O trabalho em plataforma digital precisa de regulação especial?, por Rodrigo Carelli

Não se deve regular o “trabalho em plataforma digital” e sim o trabalho digitalizado e suas repercussões, que são expandidas para todas as relações de trabalho.

Ilustração: Dessin Miles Hyman

do Coletivo Transforma MP

O trabalho em plataforma digital precisa de regulação especial?

por Rodrigo Carelli

O processo acelerado de digitalização da sociedade e a utilização intensiva de instrumentos das novas tecnologias para a realização de atividades econômicas cada vez mais diversas nos fazem às vezes não parar para refletir sobre o significado de expressões e certas relações sociais que trazem aparente novidade. Por isso é necessário para responder à pergunta do título tratar de outras questões imprescindíveis: o que é afinal uma plataforma digital? Quais são as características de um trabalho por ela controlado? Quais são suas especificidades?

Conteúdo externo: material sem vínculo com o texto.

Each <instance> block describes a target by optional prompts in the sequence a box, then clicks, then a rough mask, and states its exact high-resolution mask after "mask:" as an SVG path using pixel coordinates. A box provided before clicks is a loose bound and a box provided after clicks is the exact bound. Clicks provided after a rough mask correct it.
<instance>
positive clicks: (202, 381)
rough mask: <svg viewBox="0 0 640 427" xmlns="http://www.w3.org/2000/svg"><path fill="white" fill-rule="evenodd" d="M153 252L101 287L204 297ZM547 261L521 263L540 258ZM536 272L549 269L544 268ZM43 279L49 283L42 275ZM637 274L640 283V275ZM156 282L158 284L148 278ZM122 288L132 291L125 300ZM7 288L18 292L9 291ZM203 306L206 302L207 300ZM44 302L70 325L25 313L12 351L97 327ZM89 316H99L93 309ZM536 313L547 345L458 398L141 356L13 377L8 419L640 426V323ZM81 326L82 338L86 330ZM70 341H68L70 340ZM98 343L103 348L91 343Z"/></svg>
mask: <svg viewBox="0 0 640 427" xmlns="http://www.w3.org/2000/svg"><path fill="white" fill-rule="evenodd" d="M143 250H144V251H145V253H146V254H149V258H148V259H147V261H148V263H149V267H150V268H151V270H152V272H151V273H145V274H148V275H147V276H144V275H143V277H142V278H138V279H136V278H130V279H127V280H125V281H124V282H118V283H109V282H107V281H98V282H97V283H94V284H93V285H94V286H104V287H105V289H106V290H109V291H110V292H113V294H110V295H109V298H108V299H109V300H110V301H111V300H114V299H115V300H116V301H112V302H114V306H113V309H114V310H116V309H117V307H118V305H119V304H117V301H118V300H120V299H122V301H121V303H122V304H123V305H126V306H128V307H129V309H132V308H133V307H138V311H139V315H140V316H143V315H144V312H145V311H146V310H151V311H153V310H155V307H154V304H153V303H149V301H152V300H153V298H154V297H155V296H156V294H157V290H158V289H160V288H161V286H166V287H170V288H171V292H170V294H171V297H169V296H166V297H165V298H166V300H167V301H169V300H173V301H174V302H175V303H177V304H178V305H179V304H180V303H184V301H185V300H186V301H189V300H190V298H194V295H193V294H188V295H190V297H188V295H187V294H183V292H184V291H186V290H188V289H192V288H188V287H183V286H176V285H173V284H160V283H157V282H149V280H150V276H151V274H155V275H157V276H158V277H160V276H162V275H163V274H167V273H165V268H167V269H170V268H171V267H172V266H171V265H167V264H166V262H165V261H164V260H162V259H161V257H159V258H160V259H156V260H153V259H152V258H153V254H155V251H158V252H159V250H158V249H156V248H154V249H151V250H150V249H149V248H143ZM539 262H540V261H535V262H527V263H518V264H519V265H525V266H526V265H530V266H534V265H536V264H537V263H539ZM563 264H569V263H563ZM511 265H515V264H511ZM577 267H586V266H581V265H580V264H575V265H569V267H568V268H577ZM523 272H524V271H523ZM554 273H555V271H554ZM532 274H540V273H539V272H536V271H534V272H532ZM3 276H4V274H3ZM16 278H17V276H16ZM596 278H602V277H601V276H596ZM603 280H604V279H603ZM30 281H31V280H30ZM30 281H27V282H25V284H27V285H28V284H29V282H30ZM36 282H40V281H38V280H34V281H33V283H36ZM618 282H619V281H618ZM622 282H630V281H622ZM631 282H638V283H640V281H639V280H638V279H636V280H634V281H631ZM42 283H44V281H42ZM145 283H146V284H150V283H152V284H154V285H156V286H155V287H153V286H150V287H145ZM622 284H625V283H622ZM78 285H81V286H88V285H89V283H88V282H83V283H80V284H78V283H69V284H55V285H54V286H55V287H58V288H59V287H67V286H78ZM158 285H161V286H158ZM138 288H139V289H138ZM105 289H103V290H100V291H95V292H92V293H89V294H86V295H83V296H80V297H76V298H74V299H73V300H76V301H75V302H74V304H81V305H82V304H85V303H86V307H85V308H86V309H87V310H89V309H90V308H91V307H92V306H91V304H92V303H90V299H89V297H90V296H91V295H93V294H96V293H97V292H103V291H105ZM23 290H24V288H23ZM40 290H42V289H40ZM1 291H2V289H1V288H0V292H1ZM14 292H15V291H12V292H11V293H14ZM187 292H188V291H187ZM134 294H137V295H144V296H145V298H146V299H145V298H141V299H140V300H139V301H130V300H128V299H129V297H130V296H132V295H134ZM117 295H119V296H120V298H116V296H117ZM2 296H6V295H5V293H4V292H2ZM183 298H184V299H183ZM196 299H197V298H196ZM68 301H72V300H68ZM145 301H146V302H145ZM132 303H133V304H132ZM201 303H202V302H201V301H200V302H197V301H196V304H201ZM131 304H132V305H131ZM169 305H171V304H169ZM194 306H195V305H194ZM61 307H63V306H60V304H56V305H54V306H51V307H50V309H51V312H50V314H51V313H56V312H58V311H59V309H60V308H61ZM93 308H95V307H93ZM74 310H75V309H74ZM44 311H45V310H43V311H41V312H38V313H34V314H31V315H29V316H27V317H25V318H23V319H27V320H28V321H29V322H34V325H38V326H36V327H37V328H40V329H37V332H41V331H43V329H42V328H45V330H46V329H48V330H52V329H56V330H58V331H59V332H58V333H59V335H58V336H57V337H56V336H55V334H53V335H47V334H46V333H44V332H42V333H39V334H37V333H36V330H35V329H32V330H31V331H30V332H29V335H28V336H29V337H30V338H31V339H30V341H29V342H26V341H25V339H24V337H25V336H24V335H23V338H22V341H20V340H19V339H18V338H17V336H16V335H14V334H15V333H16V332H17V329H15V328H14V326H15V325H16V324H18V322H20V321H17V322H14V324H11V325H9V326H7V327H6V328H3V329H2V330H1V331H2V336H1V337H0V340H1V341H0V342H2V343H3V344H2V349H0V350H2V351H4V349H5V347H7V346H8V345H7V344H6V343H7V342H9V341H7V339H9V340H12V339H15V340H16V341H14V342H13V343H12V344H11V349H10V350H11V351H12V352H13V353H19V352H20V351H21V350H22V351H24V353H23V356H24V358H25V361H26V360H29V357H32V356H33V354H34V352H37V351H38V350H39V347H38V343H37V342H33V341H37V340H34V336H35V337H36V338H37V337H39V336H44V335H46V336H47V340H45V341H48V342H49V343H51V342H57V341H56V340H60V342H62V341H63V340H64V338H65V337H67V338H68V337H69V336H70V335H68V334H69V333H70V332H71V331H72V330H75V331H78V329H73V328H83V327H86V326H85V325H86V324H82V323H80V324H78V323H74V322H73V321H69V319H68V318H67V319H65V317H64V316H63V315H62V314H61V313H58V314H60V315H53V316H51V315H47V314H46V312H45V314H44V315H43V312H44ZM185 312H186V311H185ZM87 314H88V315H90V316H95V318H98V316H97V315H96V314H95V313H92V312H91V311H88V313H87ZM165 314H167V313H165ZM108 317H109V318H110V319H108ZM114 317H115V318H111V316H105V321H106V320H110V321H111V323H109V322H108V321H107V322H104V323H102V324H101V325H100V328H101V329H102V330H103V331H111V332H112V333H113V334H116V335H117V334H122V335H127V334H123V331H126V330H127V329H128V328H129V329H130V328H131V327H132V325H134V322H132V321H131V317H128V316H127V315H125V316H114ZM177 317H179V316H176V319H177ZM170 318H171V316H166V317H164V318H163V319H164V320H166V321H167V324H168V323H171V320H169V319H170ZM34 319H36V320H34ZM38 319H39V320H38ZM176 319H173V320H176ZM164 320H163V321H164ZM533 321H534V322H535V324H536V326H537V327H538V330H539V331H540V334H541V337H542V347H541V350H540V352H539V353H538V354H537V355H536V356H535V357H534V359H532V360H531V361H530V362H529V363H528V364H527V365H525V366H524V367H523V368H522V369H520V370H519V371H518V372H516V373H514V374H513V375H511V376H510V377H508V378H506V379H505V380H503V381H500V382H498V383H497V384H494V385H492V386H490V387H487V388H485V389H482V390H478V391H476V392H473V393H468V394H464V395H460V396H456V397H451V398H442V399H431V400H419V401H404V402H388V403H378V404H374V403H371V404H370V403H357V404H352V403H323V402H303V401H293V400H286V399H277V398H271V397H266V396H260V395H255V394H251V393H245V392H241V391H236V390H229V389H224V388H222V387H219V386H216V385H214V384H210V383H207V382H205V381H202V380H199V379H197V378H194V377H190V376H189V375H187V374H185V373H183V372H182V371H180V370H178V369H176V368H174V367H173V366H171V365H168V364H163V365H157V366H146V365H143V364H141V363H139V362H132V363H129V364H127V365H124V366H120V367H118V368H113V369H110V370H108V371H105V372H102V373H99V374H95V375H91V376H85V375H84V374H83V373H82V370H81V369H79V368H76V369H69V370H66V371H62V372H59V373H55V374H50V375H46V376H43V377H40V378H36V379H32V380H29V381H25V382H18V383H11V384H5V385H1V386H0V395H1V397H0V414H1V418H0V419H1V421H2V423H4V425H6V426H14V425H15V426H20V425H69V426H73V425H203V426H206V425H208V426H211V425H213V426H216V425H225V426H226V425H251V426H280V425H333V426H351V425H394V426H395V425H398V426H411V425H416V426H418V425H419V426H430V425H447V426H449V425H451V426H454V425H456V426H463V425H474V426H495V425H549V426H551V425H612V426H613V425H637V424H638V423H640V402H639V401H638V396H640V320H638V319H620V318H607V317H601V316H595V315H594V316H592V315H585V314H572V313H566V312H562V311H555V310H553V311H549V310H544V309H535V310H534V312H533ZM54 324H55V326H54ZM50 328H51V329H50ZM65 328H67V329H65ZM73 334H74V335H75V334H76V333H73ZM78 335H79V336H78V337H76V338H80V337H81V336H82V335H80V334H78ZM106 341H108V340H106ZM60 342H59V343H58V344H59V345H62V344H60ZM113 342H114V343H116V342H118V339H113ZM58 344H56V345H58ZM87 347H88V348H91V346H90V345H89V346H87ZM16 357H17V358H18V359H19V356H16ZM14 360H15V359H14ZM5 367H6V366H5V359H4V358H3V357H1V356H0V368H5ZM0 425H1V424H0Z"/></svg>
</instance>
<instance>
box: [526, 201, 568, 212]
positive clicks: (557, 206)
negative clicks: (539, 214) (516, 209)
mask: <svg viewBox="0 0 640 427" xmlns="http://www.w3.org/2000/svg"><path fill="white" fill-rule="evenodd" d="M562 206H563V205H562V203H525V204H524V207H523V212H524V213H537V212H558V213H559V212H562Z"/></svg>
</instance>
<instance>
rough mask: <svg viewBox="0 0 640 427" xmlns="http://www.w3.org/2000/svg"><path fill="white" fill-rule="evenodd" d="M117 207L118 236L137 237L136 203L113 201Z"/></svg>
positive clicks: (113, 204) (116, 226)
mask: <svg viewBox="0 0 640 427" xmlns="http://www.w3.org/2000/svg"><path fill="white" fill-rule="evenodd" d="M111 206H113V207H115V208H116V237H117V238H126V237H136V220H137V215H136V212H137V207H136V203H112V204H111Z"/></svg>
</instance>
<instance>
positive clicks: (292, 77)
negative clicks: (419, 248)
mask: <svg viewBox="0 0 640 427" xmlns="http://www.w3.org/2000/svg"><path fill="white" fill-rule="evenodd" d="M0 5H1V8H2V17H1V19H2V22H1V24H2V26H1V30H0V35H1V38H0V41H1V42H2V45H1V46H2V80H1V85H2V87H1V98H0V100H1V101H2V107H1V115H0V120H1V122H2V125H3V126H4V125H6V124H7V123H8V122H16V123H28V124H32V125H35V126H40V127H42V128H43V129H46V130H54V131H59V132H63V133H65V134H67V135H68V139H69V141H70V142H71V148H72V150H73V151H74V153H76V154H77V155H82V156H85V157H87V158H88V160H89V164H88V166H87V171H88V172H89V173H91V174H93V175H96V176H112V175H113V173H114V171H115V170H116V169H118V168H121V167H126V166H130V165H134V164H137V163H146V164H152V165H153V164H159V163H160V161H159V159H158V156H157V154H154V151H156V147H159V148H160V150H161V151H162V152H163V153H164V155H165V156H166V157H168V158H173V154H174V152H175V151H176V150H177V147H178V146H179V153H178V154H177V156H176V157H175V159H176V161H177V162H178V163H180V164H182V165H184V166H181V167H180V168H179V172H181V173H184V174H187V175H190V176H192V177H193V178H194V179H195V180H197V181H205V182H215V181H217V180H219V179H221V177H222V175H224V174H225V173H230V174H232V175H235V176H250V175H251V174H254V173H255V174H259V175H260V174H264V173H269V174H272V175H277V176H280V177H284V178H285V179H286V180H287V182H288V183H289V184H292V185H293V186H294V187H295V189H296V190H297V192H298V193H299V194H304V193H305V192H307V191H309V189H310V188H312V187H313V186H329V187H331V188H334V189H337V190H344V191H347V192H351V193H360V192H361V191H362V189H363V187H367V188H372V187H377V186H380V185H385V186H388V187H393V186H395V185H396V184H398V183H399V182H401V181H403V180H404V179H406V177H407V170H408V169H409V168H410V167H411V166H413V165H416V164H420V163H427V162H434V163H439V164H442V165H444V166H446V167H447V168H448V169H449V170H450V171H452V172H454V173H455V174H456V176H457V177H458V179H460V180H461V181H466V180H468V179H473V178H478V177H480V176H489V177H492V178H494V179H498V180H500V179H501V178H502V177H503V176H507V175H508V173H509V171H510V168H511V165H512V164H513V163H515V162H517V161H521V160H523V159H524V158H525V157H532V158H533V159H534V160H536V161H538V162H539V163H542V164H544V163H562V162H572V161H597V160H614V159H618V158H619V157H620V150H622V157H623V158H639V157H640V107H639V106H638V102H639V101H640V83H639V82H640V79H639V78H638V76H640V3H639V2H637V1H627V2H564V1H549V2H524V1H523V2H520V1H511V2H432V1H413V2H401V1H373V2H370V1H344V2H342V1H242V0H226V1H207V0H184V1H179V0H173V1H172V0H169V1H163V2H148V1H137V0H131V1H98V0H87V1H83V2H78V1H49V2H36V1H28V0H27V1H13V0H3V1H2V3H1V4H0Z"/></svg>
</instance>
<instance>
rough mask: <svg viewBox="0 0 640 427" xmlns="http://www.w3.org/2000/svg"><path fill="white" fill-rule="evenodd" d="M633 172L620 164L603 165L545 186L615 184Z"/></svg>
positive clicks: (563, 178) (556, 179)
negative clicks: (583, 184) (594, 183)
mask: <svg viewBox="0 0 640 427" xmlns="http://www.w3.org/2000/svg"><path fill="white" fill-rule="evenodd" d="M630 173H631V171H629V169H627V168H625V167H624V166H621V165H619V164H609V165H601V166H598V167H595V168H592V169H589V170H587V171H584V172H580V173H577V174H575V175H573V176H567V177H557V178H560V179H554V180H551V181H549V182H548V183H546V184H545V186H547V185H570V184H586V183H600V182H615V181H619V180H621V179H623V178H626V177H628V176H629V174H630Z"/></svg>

De pronto deve ser dito que não há sentido nenhum a expressão “trabalhador de aplicativo”. Aplicativo é somente a interface que leva (e traz) dados do aparelho celular até a plataforma digital, por meio da qual “todo o milagre” é realizado. A plataforma digital, por sua vez, é a infraestrutura eletrônica de coleta e processamento de dados para a realização de determinada atividade econômica. A maior parte das empresas que se autodenominam “plataformas digitais” em verdade utilizam os serviços da Amazon Web Services, como é o caso da iFood, rodando seus programas sobre a infraestrutura e soluções criadas pela empresa estadunidense. Ou seja, não são nem proprietárias da plataforma ou das soluções tecnológicas. A Amazon sim é uma empresa de tecnologia. Mas dispor de uma plataforma, própria ou contratada, não é o suficiente para a realização de um negócio. Tome-se o exemplo da mesma iFood, que começou suas atividades totalmente analógica com pedidos de comida por telefone a partir de catálogos de restaurantes em papel. A iFood é uma empresa cuja atividade econômica é a realização de vendas de produtos alimentícios prontos de restaurantes para consumidores finais, e para isso se compromete a realizar uma série de serviços, como processamento de pagamento, disponibilização de espaço digital para informações dos produtos (hoje catálogos virtuais) e, caso os seus clientes, que são os restaurantes, desejem ela inclui o serviço de entregas dos produtos vendidos. A iFood não faz nenhuma intermediação entre trabalhadores e usuários de seus serviços: ela vende produtos alimentícios de terceiros e garante sua entrega quando contratada para isso.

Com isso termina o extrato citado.